Ситуацию раскачивают в основном американцы. С нами они на эту тему не беседуют, потому что ответ известен, мы знакомы много лет. Но украинцев они склоняют работать от нас независимо — кто-то поддается, кто-то — нет. К сожалению, наука стала достаточно сильно политизированной, а это неправильно. Это следствие того, что наукой стали управлять бюрократы, а не ученые. К сожалению, эта ситуация сейчас не только в России, но и по всему миру.

— А как это сотрудничество начиналось?

— Я работал в CMS с самого начала, с момента планирования проекта, стоял у истоков этой идеи. Нас было всего несколько человек, сейчас — около 3000 человек, а когда проект прошел стадию утверждения, к нему стали подключаться все больше и больше стран и институтов, началось распределение обязанностей. Руководитель проекта Мишель делла Негра (возглавлял CMS в течение всего периода строительства коллайдера. — «Газета.Ru»), с которым я был хорошо знаком, предложил мне взять на себя два участка — адронную калориметрию и мюонные камеры.

Это части передней области детектора, где максимальны радиационные нагрузки, максимальны интенсивности — это наиболее трудная часть. Нам в Объединенном институте ядерных исследований с нашими партнерами это было по силам, и я согласился.

— Как удалось найти средства на эти работы в столь сложный период — середину 90-х годов?

— Когда мы утвердили план работ, мне предстояло составить смету. Оказалось, что нужно потратить около $10 млн. Конечно, для выделения таких сумм нужно особое соглашение, а тогда соглашения Россия — CERN еще не было. И так случилось, что тогда в CERN был Владимир Кадышевский, тогдашний директор ОИЯИ.

И вот проявилась роль личности в истории, а также то, что я считаю высшим пилотажем руководства: в нужное время оказаться в нужном месте и принять нужное решение. Кадышевский тогда это решение принял и соглашение подписал. Так началась наша история.

— Кто изготавливал детали детектора вместе с Дубной?

— Камеры мы делали бесплатно здесь, в Дубне, а для калориметрии нужно было закупать медь и сцинтилляторы. У меня была налажена кооперация с Белоруссией и с Северным морским флотом: там работал НИКИЭТ имени Доллежаля во главе с Владимиром Петровичем Сметанниковым, который делал все реакторы для ядерной программы. В Белоруссии работал Центр физики частиц и МЗОР (Минский завод октябрьской революции во главе с директором Михаилом Михайловичем Кривомазом), который делал станки.

Задача перед нами стояла непростая: для калориметров нужно было обработать медные пластины с точностью в 50 микрон на 3,5 метрах. Это были наши подрядчики, и они блестяще справились со своей задачей.

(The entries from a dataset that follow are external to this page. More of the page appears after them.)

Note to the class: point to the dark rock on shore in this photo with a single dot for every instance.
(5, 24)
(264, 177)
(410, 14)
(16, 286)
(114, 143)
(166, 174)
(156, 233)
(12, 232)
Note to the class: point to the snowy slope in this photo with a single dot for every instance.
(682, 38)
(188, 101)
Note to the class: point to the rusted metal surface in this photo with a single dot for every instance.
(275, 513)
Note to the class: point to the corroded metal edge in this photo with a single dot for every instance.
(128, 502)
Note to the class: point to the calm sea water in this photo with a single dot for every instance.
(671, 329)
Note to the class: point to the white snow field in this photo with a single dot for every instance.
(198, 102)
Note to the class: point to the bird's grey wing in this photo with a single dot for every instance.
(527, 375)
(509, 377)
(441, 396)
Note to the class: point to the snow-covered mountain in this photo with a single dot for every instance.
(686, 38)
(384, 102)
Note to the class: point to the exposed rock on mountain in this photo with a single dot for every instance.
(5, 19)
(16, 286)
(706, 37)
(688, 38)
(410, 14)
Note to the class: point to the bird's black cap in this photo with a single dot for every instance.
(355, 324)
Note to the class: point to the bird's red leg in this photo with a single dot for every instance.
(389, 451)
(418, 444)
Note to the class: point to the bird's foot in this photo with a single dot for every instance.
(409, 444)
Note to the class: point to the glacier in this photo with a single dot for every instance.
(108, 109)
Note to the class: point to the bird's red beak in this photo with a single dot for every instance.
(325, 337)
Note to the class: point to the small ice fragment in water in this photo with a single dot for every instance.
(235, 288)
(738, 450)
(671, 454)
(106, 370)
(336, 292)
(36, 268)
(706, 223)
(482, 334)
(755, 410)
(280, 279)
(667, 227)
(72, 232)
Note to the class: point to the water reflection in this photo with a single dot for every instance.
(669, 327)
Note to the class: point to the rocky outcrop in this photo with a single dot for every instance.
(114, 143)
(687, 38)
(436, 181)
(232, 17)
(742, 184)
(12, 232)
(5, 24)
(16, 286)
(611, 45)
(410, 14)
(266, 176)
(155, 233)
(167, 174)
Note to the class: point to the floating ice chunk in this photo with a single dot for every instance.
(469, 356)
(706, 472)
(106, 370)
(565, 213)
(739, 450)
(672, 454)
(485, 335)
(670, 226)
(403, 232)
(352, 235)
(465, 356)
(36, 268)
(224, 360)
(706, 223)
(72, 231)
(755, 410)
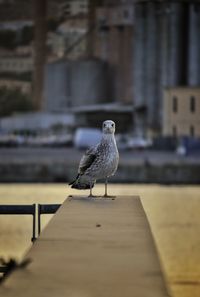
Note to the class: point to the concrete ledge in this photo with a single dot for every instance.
(99, 247)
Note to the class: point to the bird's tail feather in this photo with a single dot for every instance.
(81, 183)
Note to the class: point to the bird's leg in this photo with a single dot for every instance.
(90, 189)
(106, 192)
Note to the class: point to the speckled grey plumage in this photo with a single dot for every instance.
(99, 162)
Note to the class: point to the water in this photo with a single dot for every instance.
(173, 213)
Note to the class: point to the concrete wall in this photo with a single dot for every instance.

— Как появилось название RDMS?

— Сначала все называли нашу создающуюся коллаборацию FSU — Former Soviet Union, это было стандартное название. И я тогда возмутился и убедил Мишеля делла Негра.

Я сказал ему, что мы начинаем новое дело, а новое дело нельзя начинать с отсылок к прошлому.

Так родилась эта непонятная аббревиатура — RDMS (Russia and Dubna Member States), все члены международной организации ОИЯИ. Сейчас, через 20 лет, мы можем точно сказать, что RDMS выполнила свою задачу — как проектную при строительстве, так и научную в процессе работы коллайдера.

Мы все работали для того, чтобы совершить большое открытие, и оно сделано — мы наблюдали бозон Хиггса. Это открытие, за которое не стыдно. Оно меняет наше представление о строении вещества, о строении мира. И я уверен, результаты будут еще.

— Бозон Хиггса открыт, но коллайдер только выходит на проектную мощность. Каковы планы работ, не исчерпал ли проект себя?

— Я могу сказать, что сейчас мы видим горизонт работ не только на следующий запуск, не только на запуск после второй модернизации, но и еще около 30 лет вперед.

Вообще это уникальный проект: никогда еще не было, чтобы столько поколений физиков выросли на этом проекте, провели в нем всю жизнь и передали уже следующим поколениям. И, конечно, мы будем искать физику за пределами Стандартной модели, первые проявления суперсимметрии.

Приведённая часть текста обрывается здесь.